Previous researchers have argued that capture occurs only under parallel search with a diffuse attentional window (Theeuwes, 2004). For example, a bright billboard might capture attention only when we are searching a scene in parallel for potential hazards, but not when serially searching signs for a particular street name. Previous studies have supported this proposition in the case of color singletons, often using the additional-singleton paradigm (e.g., Theeuwes, 1992, 1994). However, these studies did not examine other types of salient stimuli, such as abrupt onsets, or use alternative paradigms that can more reliably measure shifts of spatial attention.
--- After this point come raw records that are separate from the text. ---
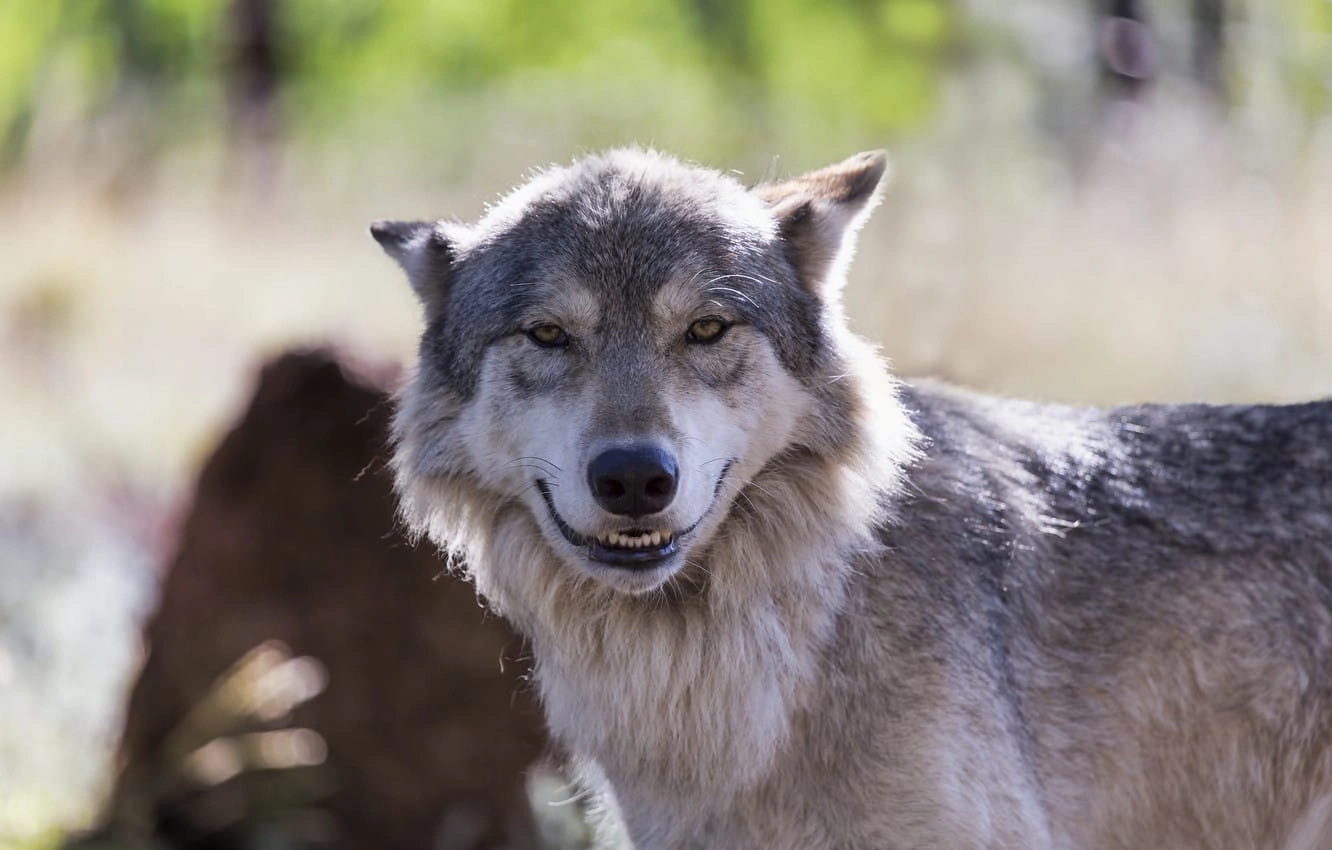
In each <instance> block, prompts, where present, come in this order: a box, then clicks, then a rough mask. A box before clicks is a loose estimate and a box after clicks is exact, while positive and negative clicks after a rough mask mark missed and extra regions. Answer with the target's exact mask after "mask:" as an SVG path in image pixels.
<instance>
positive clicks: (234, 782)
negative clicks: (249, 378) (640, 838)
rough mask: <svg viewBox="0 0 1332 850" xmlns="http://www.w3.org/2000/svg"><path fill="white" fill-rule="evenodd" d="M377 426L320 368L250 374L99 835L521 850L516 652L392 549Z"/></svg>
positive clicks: (468, 608) (176, 561)
mask: <svg viewBox="0 0 1332 850" xmlns="http://www.w3.org/2000/svg"><path fill="white" fill-rule="evenodd" d="M389 417H390V404H389V400H388V396H386V393H385V392H384V390H382V389H380V388H377V386H372V385H369V384H366V382H364V381H361V380H353V378H349V377H348V376H346V374H345V373H344V370H342V368H341V366H340V365H338V364H337V362H336V361H334V360H332V358H330V357H329V356H326V354H322V353H300V354H286V356H284V357H281V358H278V360H277V361H274V362H273V364H270V365H269V366H268V368H265V369H264V373H262V378H261V380H260V385H258V390H257V393H256V396H254V400H253V402H252V404H250V408H249V410H246V413H245V414H244V417H242V418H241V421H240V424H238V425H237V426H236V428H234V429H233V430H232V432H230V433H229V434H228V436H226V437H225V440H222V444H221V445H220V446H218V449H217V452H216V453H214V454H213V456H212V457H210V458H209V460H208V462H206V465H205V466H204V470H202V474H201V476H200V480H198V489H197V493H196V496H194V505H193V509H192V513H190V514H189V518H188V521H186V522H185V526H184V533H182V537H181V541H180V553H178V556H177V557H176V560H174V564H173V565H172V568H170V572H169V573H168V574H166V577H165V585H164V588H163V596H161V602H160V606H159V610H157V613H156V614H155V616H153V618H152V621H151V622H149V625H148V628H147V632H145V637H147V641H148V645H149V654H148V658H147V662H145V666H144V669H143V671H141V674H140V677H139V681H137V683H136V685H135V689H133V694H132V697H131V701H129V709H128V717H127V721H125V731H124V738H123V742H121V763H123V765H124V769H123V773H121V775H120V779H119V782H117V787H116V793H115V798H113V803H112V811H111V823H112V827H113V829H117V830H121V831H125V830H129V831H135V833H137V834H140V835H141V837H144V838H149V837H151V838H152V839H153V841H156V842H165V843H168V845H169V846H192V847H193V846H197V847H250V846H258V845H261V843H262V845H264V846H277V847H296V846H338V847H374V849H381V850H393V849H404V850H408V849H413V850H416V849H420V850H426V849H433V847H500V846H503V847H510V849H519V847H530V846H534V845H535V838H534V827H533V822H531V814H530V806H529V803H527V799H526V795H525V793H523V774H525V770H526V769H527V767H529V765H531V762H533V761H534V759H537V758H538V757H539V755H541V754H542V751H543V746H545V733H543V727H542V725H541V721H539V711H538V709H537V707H535V705H534V701H533V698H531V694H530V689H529V687H527V686H526V679H525V677H526V674H527V673H529V667H527V659H526V653H523V649H522V645H521V641H519V638H518V637H515V636H514V634H513V633H511V632H510V630H509V628H507V626H506V625H505V624H503V621H501V620H500V618H497V617H494V616H493V614H489V613H486V612H485V609H484V608H482V606H481V605H480V602H478V600H477V597H476V594H474V593H473V590H472V588H470V586H469V585H466V584H465V582H462V581H461V580H460V578H457V577H454V576H452V574H449V573H446V572H444V570H445V568H444V564H442V562H441V560H440V558H438V557H437V554H436V553H434V552H433V550H432V549H430V548H429V545H428V544H426V545H421V546H413V545H412V544H409V542H408V541H406V540H405V538H404V536H402V534H401V530H400V529H398V526H397V522H396V516H394V497H393V493H392V489H390V476H389V472H388V469H386V464H385V461H386V457H388V450H386V438H388V437H386V434H388V424H389ZM265 642H268V643H265ZM256 647H260V649H256ZM293 658H298V659H297V661H292V659H293ZM310 659H314V661H310ZM228 671H230V673H228ZM220 677H222V678H221V679H220ZM228 677H229V678H228ZM321 686H324V687H322V693H318V694H317V695H312V694H314V693H316V691H318V690H320V687H321ZM289 705H294V710H292V711H289V713H288V711H284V710H282V709H284V707H288V706H289Z"/></svg>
We investigated this issue using a precuing paradigm, with easy and difficult searches (intended to encourage parallel and serial search, respectively). For color singletons, we demonstrated greater effects of capture under parallel than under serial search. However, unlike previous studies showing this effect, the capture effects here were confirmed using a reliable indicator of the capture of spatial attention—cue validity effects. Nevertheless, we found the opposite pattern of results when we examined capture by abrupt onsets: Capture effects were actually greater for serial than for parallel search. These results do not support strong versions of the attentional-window theory, which claim that capture by any salient stimulus requires parallel search. Instead, abrupt onsets and color singletons seem to be oppositely affected by search mode. These results are roughly consistent with weak versions of the attentional-window theory, which adds the provision that abrupt onsets are an exception and can capture attention even under serial search. The present findings also argue against the strong claim that, under parallel search, attentional capture is driven only by bottom-up salience. We found that relevant cues produced much greater capture effects than did irrelevant cues, even under parallel search.